14 novembre 2019

Entreprises concurrentes et Google Adwords

Peut-on utiliser le nom d’un concurrent pour valoriser sa société sur Google Adwords ?

 

« Votre marque est ce que les gens disent de vous lorsque vous n’êtes pas dans la pièce… ». C’est par cette formule empreinte d’humour et de réalisme que Jeff Bezos, fondateur d’Amazon, donne sa conception de ce que représente une marque pour une entreprise. Toutefois, il est assez fréquent qu’un concurrent diffuse de la publicité sur votre nom, par l’acquisition de mots-clés, en particulier grâce au système « Adwords » de chez Google.

Alors quid de l’hypothèse où un concurrent acquiert par le biais de services de référencement le nom commercial de votre entreprise aux fins de publicité ?

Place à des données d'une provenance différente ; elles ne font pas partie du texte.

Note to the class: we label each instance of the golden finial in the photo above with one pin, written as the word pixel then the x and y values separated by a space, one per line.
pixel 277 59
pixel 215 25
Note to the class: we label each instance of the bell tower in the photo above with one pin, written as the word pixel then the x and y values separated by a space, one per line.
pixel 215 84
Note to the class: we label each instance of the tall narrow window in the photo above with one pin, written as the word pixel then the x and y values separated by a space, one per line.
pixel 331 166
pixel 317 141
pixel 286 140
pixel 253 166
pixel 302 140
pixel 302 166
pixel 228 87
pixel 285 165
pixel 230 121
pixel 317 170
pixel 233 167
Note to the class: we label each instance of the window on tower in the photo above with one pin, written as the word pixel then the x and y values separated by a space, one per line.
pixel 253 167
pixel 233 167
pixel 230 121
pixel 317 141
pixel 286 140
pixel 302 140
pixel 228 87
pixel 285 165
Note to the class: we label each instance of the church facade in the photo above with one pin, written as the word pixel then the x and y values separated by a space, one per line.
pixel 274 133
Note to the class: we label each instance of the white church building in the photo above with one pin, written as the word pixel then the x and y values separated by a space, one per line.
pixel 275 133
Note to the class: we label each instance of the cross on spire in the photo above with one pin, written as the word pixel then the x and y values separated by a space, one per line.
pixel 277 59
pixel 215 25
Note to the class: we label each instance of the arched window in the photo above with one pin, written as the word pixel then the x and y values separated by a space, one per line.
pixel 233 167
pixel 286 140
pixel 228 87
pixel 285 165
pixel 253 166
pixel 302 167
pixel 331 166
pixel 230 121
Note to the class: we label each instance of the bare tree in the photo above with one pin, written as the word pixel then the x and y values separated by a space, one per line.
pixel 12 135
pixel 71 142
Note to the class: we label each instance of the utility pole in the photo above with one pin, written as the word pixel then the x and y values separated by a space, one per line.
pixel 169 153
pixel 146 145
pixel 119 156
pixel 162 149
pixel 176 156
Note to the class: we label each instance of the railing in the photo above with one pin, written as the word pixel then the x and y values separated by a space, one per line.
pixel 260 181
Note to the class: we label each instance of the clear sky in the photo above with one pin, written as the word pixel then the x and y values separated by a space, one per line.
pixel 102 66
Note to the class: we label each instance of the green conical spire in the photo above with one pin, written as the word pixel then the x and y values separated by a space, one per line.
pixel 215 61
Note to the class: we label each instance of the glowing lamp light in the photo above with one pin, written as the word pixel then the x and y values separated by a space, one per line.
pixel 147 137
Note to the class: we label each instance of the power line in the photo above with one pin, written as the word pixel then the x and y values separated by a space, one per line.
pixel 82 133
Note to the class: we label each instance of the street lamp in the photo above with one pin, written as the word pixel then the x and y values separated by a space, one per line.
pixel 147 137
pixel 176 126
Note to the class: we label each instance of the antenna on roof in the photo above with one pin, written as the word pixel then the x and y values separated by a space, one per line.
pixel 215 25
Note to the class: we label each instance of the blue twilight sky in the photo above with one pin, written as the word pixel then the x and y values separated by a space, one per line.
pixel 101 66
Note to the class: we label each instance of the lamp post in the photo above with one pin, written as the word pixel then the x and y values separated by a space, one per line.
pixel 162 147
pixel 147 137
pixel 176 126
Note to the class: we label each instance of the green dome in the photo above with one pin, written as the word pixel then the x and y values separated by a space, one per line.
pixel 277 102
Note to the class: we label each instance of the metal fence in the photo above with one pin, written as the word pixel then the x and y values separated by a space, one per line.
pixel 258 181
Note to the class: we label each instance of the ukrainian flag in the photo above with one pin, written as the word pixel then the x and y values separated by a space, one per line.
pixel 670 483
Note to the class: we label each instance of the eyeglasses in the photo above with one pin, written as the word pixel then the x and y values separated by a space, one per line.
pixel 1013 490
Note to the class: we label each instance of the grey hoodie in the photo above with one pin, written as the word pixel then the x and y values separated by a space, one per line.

La genèse de cette réponse se trouve dans un arrêt de la Cour de Justice de l’Union Européenne rendu le 23 mars 2010. Cet arrêt va venir poser un principe phare, au soutien de la pratique : Google ne se rend pas responsable de contrefaçon de marques par ces pratiques de référencement et ne peut être condamné des conflits entre marques sur Google Ads. Seuls les annonceurs seront tenus pour responsables en cas d’abus de la pratique.

Mais un arrêt du Tribunal de Grande Instance de Paris du 5 mars 2015, opposant Interflora et Florajet, va venir chambouler le procédé. Ce dernier énonce qu’il est parfaitement légal d’acheter le nom d’un concurrent sur Adwords tant que les annonces ne portent à confusion et que la nature de l’annonceur est clairement identifiable.

C’est donc ce principe qui fait foi à ce jour et qui règle les différends entre concurrents.

Concrètement, voici les différents cas à distinguer lorsque votre nom apparait dans l’annonce :

  • Si le nom est utilisé dans l’annonce, l’annonceur peut faire une réclamation auprès de Google, via un formulaire en ligne.
  • Si le contenu de l’annonce est préjudiciable pour la marque en question ou si l’annonce porte à confusion sur la nature de l’annonceur, un recours est possible pour contrefaçon de marques, captation de clientèle ou parasitisme.
  • Si c’est un simple achat de mot-clé qui contient votre nom, c’est parfaitement légal.

Il advient donc de s’interroger sur l’utilité d’exploiter le nom de marque d’un concurrent (1) et sur la manière de l’exploiter au mieux (2). Enfin, il est nécessaire d’envisager les méthodes de protection proposées aux entrepreneurs désireux que leur nom ne soit pas utilisé (3).

 

1. L’exploitation du nom commercial d’un concurrent

L’objectif principal de cette technique est de capter les clients potentiellement intéressés par vos services. Cependant, cette méthode affiche très vite ses limites. En effet, si un client cherche directement votre domaine d’activité accompagné du nom de votre cabinet (ex : « vêtements » + « ZARA »), cela signifie que celui-ci a déjà opéré un choix dans sa conscience de consommateur.

Ainsi, voir la publicité de votre concurrent, sans présenter de prime abord d’avantages significatifs, n’influera pas sur l’esprit de votre client, celui-ci voulant votre marque en particulier.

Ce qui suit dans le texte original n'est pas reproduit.